Atty. Gen. John Ashcroft has managed to speed up the process for actually deporting illegal aliens, but now liberal interest groups are complaining that the U.S. immigration process does not treat illegal aliens exactly the same way that U.S. courts treat U.S. citizens.
In fact, the entire liberal argument against expedited deportation of illegal aliens is based on the premise that the government should make no distinction at all between illegal aliens and U.S. citizens.
On Aug. 23, 2002, Ashcroft approved final new rules requiring the Board of Immigration Appeals (BIA), which hears appeals from the nations immigration courts, to clear its backlog of 56,000 cases by March 25. Under the Constitution, Congress has authority over immigration. And Congress decided to put the BIA and all immigration courts under the Executive Branch, not the Judicial Branch, because the Constitution also does not grant foreign nationals a "right" to enter the United States or participate in any immigration process here not specifically enacted by Congress.

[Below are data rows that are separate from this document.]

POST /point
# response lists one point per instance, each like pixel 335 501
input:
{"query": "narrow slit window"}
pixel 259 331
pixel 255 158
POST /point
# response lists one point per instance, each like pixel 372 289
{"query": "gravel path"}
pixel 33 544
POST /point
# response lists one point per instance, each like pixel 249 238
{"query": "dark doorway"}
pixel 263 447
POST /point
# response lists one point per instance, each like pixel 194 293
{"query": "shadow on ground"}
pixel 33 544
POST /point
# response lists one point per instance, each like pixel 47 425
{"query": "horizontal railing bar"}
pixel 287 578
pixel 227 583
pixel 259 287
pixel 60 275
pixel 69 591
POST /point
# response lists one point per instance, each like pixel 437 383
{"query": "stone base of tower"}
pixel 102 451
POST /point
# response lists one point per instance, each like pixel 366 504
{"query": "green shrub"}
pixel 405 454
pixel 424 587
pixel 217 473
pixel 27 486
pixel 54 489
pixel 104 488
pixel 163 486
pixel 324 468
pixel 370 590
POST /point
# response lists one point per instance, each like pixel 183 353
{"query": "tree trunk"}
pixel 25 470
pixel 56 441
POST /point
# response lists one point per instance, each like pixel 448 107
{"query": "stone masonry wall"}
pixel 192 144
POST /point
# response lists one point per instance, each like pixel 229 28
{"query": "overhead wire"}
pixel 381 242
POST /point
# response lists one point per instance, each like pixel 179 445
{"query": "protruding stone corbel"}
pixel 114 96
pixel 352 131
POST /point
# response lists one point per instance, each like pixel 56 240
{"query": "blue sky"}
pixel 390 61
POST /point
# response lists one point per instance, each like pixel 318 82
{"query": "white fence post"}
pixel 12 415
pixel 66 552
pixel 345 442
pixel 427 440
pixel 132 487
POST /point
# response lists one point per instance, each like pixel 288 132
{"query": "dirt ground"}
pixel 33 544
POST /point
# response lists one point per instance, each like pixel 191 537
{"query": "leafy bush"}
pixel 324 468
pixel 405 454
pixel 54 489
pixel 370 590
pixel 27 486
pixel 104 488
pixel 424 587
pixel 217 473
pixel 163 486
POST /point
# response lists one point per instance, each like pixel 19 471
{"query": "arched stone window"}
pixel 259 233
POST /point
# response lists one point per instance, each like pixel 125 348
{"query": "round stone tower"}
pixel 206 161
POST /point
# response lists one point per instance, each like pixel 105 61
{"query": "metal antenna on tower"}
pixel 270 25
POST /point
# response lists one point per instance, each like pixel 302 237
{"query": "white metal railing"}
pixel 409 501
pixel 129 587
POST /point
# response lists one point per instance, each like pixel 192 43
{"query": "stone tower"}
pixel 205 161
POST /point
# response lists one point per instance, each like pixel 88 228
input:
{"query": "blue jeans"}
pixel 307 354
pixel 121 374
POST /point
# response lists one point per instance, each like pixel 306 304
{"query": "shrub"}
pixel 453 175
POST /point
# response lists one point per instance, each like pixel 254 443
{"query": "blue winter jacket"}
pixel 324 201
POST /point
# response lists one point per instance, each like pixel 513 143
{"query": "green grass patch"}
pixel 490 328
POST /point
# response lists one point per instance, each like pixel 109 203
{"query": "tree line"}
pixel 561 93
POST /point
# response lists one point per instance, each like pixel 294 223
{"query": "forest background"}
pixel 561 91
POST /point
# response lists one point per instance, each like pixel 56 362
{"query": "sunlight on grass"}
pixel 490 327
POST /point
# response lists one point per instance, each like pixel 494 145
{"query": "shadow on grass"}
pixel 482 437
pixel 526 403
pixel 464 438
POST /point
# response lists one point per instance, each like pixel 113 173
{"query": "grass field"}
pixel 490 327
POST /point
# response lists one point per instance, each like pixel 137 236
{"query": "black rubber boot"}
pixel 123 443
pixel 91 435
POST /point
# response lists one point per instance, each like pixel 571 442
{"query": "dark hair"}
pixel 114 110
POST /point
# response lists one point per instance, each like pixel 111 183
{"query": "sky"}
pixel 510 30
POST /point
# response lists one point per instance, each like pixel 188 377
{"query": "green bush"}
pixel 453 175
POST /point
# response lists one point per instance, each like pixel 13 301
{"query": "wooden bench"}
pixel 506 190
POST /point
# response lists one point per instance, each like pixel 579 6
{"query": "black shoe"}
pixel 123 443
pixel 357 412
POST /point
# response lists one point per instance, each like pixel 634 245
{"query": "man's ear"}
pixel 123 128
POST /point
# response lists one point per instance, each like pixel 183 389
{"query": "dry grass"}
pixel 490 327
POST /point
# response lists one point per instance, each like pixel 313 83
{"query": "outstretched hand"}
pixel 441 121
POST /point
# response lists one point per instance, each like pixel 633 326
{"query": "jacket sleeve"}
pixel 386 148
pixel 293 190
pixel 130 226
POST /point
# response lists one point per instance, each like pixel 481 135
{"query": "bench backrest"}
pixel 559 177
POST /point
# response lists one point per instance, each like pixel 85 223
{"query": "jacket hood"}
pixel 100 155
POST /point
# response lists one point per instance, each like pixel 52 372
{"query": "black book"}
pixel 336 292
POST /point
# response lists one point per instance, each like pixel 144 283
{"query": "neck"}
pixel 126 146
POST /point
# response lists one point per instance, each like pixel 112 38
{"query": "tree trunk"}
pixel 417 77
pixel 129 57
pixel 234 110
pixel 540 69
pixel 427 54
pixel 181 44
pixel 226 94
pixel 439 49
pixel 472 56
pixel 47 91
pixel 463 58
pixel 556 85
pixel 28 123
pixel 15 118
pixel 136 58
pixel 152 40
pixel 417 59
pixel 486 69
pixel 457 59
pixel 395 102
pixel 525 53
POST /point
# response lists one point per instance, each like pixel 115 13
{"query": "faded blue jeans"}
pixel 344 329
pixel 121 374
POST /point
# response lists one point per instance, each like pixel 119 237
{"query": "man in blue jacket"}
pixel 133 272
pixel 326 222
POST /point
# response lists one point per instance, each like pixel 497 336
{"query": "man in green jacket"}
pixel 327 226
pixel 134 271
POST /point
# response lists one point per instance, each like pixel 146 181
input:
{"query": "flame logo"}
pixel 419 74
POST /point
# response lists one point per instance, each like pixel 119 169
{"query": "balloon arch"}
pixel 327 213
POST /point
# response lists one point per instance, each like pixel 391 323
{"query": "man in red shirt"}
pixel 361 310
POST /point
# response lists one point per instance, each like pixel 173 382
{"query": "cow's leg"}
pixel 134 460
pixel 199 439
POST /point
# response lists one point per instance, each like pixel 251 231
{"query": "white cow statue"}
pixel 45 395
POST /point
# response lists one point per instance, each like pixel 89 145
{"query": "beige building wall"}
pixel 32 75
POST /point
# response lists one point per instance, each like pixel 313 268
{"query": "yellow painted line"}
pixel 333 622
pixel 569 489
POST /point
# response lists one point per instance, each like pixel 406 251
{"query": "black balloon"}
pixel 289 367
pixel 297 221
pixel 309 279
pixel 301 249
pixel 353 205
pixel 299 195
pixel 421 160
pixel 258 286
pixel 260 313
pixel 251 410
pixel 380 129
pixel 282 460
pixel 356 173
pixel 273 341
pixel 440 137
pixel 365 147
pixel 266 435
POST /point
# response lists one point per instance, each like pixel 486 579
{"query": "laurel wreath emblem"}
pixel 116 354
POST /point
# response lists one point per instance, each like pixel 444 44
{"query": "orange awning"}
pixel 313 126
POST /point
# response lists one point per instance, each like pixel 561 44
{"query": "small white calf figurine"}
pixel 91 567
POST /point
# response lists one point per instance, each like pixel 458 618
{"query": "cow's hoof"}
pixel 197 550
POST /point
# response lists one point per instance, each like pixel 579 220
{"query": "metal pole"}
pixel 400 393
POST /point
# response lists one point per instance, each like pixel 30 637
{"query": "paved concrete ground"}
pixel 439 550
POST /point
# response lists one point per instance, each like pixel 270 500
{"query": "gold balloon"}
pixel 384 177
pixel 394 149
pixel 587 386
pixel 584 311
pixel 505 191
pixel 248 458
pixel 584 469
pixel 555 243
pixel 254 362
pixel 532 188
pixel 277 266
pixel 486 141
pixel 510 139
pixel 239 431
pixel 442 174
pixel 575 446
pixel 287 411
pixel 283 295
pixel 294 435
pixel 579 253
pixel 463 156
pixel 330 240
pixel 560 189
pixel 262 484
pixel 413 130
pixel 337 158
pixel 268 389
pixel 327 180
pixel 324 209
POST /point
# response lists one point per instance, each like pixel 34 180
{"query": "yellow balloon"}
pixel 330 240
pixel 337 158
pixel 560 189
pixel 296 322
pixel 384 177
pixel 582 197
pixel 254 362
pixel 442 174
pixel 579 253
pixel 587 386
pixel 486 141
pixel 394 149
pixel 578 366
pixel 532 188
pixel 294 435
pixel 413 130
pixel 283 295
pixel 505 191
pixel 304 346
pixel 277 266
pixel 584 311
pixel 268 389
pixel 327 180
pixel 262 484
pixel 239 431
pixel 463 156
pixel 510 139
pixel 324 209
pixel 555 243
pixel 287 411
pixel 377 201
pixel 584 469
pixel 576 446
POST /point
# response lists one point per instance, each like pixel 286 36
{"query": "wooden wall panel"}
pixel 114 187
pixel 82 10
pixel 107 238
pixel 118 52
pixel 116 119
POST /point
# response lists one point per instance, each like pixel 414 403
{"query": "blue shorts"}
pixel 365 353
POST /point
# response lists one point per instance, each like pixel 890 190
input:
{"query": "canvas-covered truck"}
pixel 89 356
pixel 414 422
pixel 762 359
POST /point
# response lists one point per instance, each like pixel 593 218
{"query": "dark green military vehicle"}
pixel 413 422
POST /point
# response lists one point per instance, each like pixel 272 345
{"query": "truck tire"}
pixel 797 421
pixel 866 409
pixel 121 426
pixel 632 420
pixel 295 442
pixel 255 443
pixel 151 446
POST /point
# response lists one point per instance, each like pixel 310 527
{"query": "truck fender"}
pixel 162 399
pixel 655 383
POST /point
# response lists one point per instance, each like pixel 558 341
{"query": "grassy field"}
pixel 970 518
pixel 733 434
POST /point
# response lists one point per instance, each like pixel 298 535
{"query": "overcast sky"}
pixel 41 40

The Los Angeles Times has been running critical stories recently on BIAs new tendency to deny immigrants appeals. "Denials of appeals rose to 86% in October from 59% the previous October," the Times reported January 7. On January 6, the Times said, "In February, 9% of the boards decisions were summary rulings; by August, more than half were."
The Justice Department says this is because BIA now works more like a regular appeals court. The board will use the standard of review for factual issues in appeals from immigration judges that most appellate courts use-a " clearly erroneous standard," said a Justice Department background paper. "The board will no longer review immigration judges factual findings de novo-or anew."
Justice added, "Appeals are being adjudicated in a timely manner and are carefully considered to ensure that each appellant receives due process."
But 80 liberal groups, including the American Civil Liberties Union (ACLU), the American-Arab Anti-Discrimination Committee, and People for the American Way, signed a March 7, 2002, letter to Congress urging repeal of many reforms enacted in 1996 to expedite immigration processes. "The 1996 immigration laws do not respect the fundamental principles of fairness and due process that are a cornerstone of our American system of justice and which our Constitution affords to every person within our borders, including immigrants," said the letter.
The ACLUs immigrants-rights project says, "It is true that the Constitution does not give foreigners the right to enter the U.S. But once here, it protects them from discrimination based on race and national origin and from arbitrary treatment by the government. . . . Laws that punish them violate their fundamental right to fair and equal treatment."
The American Immigration Lawyers Association (AILA) complained in a May 30 paper about the lack of parity between the U.S. immigration system and the U.S. judicial system. "The laws expand the grounds of deportation, subjecting long-term immigrants to mandatory detention and automatic deportation for relatively insignificant crimes. Low-level immigration officials act as judge and jury, and the federal courts lack the power to review most deportation decisions and INS activities."
If they had their way, illegal aliens would still enjoy the pre-Ashcroft system in which endless appeals in the immigration courts permanently postponed the deportation of many illegal aliens.